A few recommendations for life on Mastodon:
1) Follow anyone you think looks potentially interesting; you can always unfollow later, and they may lead you to new people via boosted posts.
2) Boost posts you think are worthy, so others can discover new content.
3) Don't obsess on replicating your Twitter follows on Mastodon; let it be its own experience, and grow it organically. Obvs follow anyone you miss from Twitter, but this isn't a 1:1 replacement; have fun, follow your instincts.
Some folks have asked, "why not replicate your Twitter follows?" Obviously you should do what you want, but the Twitterverse was created with a lot of perverse incentives and strange distortions. To discover what makes this design unique, you may have better luck hand-curating your experience here than simply trying to replicate something from before, which is arguably broken in weird ways. A slower, more considered approach is, I think, worth trying.
@davetroy in germany a very nice project was started, to collect and share noteworthy profiles. They put them into categories and everyone can explore them. Maybe that would make sense on an international scale (but I'm to lazy to create it)

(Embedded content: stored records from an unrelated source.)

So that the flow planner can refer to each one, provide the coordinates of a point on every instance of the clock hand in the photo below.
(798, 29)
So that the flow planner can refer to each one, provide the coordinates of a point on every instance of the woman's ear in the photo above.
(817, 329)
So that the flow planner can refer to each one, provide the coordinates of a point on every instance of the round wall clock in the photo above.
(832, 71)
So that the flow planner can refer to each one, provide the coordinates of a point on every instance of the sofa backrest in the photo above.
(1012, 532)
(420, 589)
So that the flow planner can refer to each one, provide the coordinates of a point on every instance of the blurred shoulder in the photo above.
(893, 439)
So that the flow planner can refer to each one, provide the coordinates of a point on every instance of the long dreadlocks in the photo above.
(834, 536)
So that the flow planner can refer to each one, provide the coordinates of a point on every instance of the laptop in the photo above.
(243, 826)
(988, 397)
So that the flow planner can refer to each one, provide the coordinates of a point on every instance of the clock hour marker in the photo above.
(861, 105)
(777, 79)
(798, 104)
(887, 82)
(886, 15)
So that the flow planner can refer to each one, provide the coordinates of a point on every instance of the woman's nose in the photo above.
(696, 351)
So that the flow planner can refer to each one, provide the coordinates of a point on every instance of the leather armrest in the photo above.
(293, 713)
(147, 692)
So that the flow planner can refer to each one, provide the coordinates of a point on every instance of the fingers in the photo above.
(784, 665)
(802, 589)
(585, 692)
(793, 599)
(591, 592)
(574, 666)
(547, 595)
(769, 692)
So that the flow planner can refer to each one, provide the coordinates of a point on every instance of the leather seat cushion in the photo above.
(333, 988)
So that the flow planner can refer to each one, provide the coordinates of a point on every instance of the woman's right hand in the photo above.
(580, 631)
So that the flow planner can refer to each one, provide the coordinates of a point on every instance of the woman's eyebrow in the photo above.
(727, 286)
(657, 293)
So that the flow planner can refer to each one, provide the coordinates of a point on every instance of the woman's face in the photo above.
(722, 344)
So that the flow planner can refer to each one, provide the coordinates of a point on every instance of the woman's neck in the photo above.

@davetroy agree ... a sigh of relief for a new and refreshing adventure
@davetroy agree 100%. It's an opportunity to craft a better SM experience
@davetroy I just jumped right into this only knowing a couple of people. I immediately met a bunch of really cool musicians I never would have met via any of the other places. It's been great trying to start over completely instead of attempting to recreate the network I have other places
@davetroy also check out the local timeline it's very different from seeing random accounts on twitter (if you are on the right server).
@davetroy I’m still on Twitter for now, but haven’t imported following & followers ..so, allowing things to happen naturally, it feels very fresh.. like many here on this thread, discovering people I haven’t come across on the other side…thanks again Dave and thank you to everyone for their kindness & generosity in sharing content, knowledge etc very grateful
@davetroy Very thoughtful way to too look at it. We shouldnt try to copy what was there but let it become its own thing. Forcing it will just lead to a bad experience imo.